Al cabo lo conocía de vista, lo había cruzado un par de veces en la calle y lo creyó presa fácil. Así fue. El pobre pelotudo entró al destacamento con el regalito para el comisario, y voló con el gordo ése hasta el techo.
La felicitaron los camaradas, la besaron los nenes solos, sus mamás ya no iban a parar rayos con las tetas, ni cosa parecida. En realidad, no por ahora.
A su turno, le dio de mamar a una piba del sur, casi muerta casi viva, que murió finalmente, pero sin hambre.

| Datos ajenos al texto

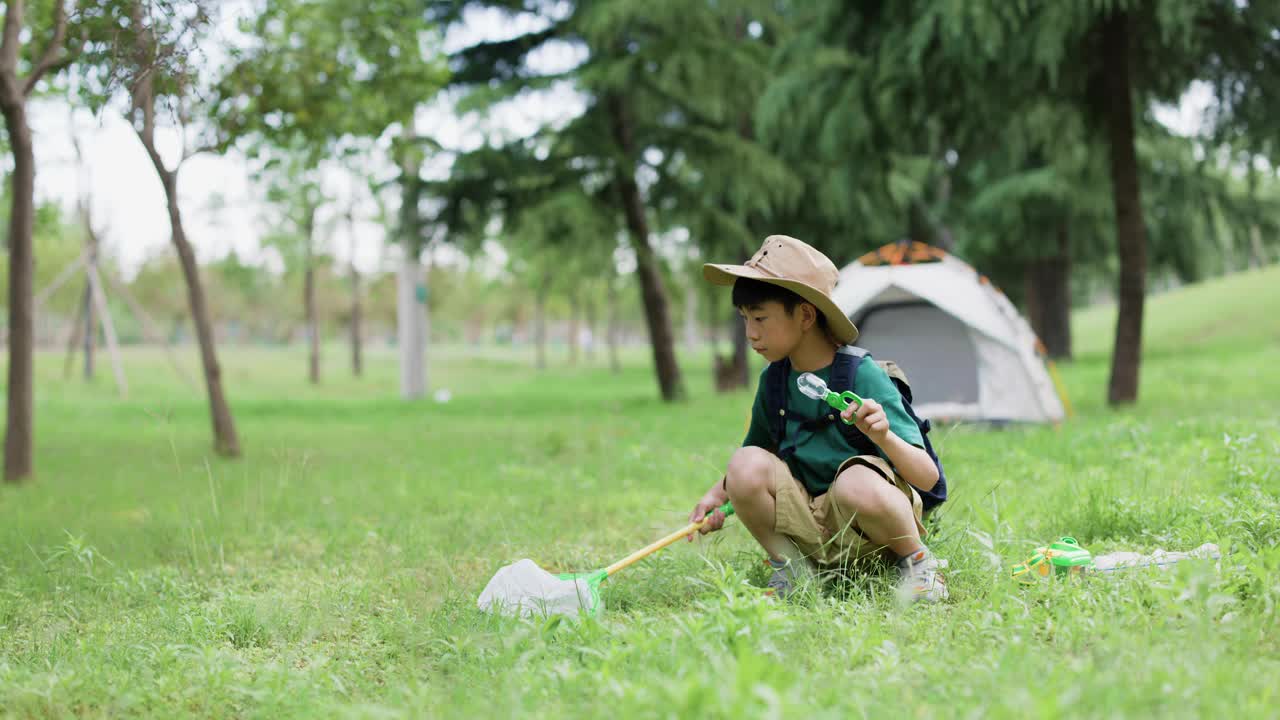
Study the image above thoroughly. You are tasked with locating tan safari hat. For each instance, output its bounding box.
[703,234,858,345]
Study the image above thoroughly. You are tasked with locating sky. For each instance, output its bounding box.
[29,8,1212,283]
[29,3,582,277]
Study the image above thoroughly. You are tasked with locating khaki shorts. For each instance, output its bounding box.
[771,455,925,565]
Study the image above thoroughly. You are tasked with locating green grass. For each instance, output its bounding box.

Sacaba sus tetas por entre las rejas y daba vida. Cuando la panza ya no le dejó sacar los pechos cascadas, sacó sus manos como fuentes. Un día sacó su mano y no hubo a quién alimentar. Se tomó su leche, con culpa.

Redonda redondez del mundo. Se enteró de la niña por venir, de boca de terceros. Y ahí nomás, se destrabó del horizonte en el primer barco. Entró con lloros y disculpas, y un bolso sin deshacer. Ella lo perdonó y consoló y cacheteó, respectivamente. Él se quería ir a toda costa, a ella sólo un puerto la dejaba bien.
Cuadrada cuadratura del hombre. Había uno de anteojos negros, particularmente electrizante. Ese, el de los besos tiznados, el de los labios en cruz. Ella le pidió sacate los anteojos, mirame, cagón. El tipo no tenía nada que ocultar. Sos un hijo de puta. Matizó la noche ese desperdiciado olor a leche quemada.
En la casa llovía. La amiga miraba por la gotera, lo veía dormir. Parece que soñaba, pero uno nunca sabe.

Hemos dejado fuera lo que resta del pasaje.